L’expression artistique des Cultures du Monde en FranceConditions de création d’un nouvel événement

Conclusion

L’utilité de la création de nouveaux festivals n’est pas à démontrer, au contraire,

compte tenu du manque de médiatisation des musiques du monde en France. Le festival

apparaît comme l’outil idéal de diffusion des musiques issues d’autres environnements

culturels, en ce qu’il permet d’accueillir l’Autre, de favoriser la rencontre et de mettre en

valeur la richesse des différences culturelles. Néanmoins, dans leur diversité, les festivals ne

parviennent que partiellement à assumer l’ensemble de ces missions qui dépassent largement

le cadre occidental de la présentation de musiques et de leur médiation auprès d’un public. Si

l’innovation est dès lors possible et même nécessaire, elle n’est pourtant envisageable que

dans le maintien de la pluralité des festivals, pluralité qui fait écho à la variété même de ces

musiques.

Cette étude nous a permis de discerner les écueils à éviter mais aussi les atouts à

conserver et développer. Elle nous a permis également de comprendre qu’un festival ne se

fonde pas seulement sur une étude « marketing » : certes celle-ci a l’avantage de cadrer le

champ culturel que l’on souhaite investir ainsi que ses spécificités, mais le plus important

c’est la volonté, l’envie de défendre un discours, une musique, des artistes. Sans cette énergie

créatrice l’outil marketing n’est rien.

A la question « Peut-on encore créer un festival des cultures du monde ? », la réponse

est oui ; il ne faut pas céder au fatalisme des problèmes de financements mais croire en ses

idées et avoir de l’énergie. Si une très forte volonté politique sur le plan local est nécessaire

pour soutenir de nouveaux festivals, l’originalité et un ancrage fort dans un territoire sont les

meilleurs atouts pour séduire ces tutelles.
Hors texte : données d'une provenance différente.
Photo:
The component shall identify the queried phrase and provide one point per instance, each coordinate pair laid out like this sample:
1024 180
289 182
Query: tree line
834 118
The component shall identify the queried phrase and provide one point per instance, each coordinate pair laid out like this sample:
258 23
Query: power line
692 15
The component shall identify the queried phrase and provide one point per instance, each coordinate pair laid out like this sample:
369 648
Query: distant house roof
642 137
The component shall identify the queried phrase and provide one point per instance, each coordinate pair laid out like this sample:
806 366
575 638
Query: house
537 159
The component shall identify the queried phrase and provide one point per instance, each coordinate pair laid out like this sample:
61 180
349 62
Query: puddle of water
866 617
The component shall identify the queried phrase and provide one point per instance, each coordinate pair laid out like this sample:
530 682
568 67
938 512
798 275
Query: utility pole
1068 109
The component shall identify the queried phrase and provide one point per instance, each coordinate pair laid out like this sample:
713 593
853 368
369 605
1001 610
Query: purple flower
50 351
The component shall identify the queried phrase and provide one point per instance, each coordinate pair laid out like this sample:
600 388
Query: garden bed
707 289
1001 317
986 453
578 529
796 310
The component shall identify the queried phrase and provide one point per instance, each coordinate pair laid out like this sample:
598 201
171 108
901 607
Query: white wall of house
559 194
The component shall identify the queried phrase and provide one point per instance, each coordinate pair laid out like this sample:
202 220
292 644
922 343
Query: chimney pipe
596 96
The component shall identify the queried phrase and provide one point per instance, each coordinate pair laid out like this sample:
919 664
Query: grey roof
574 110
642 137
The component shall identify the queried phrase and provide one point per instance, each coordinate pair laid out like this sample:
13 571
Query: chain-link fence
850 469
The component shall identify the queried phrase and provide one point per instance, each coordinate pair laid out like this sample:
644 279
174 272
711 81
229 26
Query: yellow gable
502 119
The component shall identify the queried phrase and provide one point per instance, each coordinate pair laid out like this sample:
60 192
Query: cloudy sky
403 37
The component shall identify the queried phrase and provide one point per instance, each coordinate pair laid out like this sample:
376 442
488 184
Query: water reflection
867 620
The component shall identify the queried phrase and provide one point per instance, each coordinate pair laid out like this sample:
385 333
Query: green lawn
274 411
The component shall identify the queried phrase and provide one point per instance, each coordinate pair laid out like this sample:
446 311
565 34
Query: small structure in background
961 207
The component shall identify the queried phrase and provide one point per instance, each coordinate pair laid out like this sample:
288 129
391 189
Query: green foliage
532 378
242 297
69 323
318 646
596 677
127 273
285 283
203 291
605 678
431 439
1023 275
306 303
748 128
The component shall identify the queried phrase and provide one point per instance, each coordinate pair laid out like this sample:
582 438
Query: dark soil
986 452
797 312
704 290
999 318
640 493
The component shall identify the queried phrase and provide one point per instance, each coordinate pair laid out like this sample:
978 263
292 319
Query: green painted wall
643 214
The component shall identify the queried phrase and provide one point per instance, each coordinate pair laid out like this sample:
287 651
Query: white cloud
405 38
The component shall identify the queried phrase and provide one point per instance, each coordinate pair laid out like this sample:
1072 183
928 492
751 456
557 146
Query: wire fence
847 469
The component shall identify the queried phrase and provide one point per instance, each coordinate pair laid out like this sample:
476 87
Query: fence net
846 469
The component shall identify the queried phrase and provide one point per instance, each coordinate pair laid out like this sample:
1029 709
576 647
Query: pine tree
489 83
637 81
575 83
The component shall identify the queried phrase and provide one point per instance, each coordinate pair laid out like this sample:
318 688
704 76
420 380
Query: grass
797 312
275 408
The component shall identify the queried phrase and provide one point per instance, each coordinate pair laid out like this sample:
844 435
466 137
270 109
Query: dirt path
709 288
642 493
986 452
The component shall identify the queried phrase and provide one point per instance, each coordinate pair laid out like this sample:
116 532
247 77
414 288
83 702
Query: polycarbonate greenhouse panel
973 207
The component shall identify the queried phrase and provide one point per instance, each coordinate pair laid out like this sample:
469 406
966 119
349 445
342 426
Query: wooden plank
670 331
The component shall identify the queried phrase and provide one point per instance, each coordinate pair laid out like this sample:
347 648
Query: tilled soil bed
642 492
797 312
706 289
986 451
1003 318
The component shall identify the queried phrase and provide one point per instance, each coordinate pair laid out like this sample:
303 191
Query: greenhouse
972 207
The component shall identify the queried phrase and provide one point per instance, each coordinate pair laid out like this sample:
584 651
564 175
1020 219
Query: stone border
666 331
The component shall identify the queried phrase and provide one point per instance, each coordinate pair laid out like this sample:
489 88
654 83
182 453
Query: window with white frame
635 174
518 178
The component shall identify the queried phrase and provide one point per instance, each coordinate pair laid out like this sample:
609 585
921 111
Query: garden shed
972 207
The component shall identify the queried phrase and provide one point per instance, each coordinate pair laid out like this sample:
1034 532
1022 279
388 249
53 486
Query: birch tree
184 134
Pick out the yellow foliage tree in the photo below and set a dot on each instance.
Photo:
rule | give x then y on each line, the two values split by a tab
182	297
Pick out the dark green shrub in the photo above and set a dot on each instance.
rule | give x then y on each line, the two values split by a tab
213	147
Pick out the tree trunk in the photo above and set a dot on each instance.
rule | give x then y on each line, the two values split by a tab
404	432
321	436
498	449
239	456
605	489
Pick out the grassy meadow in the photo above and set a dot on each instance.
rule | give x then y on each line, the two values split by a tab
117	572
Yves Colin, des Vieilles Charrues l’assure, « le

paysage français des festivals prouve que tout le monde peut exister mais à condition de

mettre en valeur sa propre identité : on ne réussit pas un festival en copiant sur les

autres »57. A cela, il ne faut pas oublier un savoir-faire dont seuls de vrais professionnels de la

culture disposent et un faire-savoir, une bonne communication étant indispensable pour la

pérennisation de la manifestation.

Les propositions élaborées précédemment font dès lors partie d’une réflexion

permanente qui mérite d’être mûrie au gré des contacts et occasions rencontrées.

57 MAURET Nathalie, « Peut-on encore créer des festivals en France ? », dans La Scène, n°31, décembre 2003, p.81.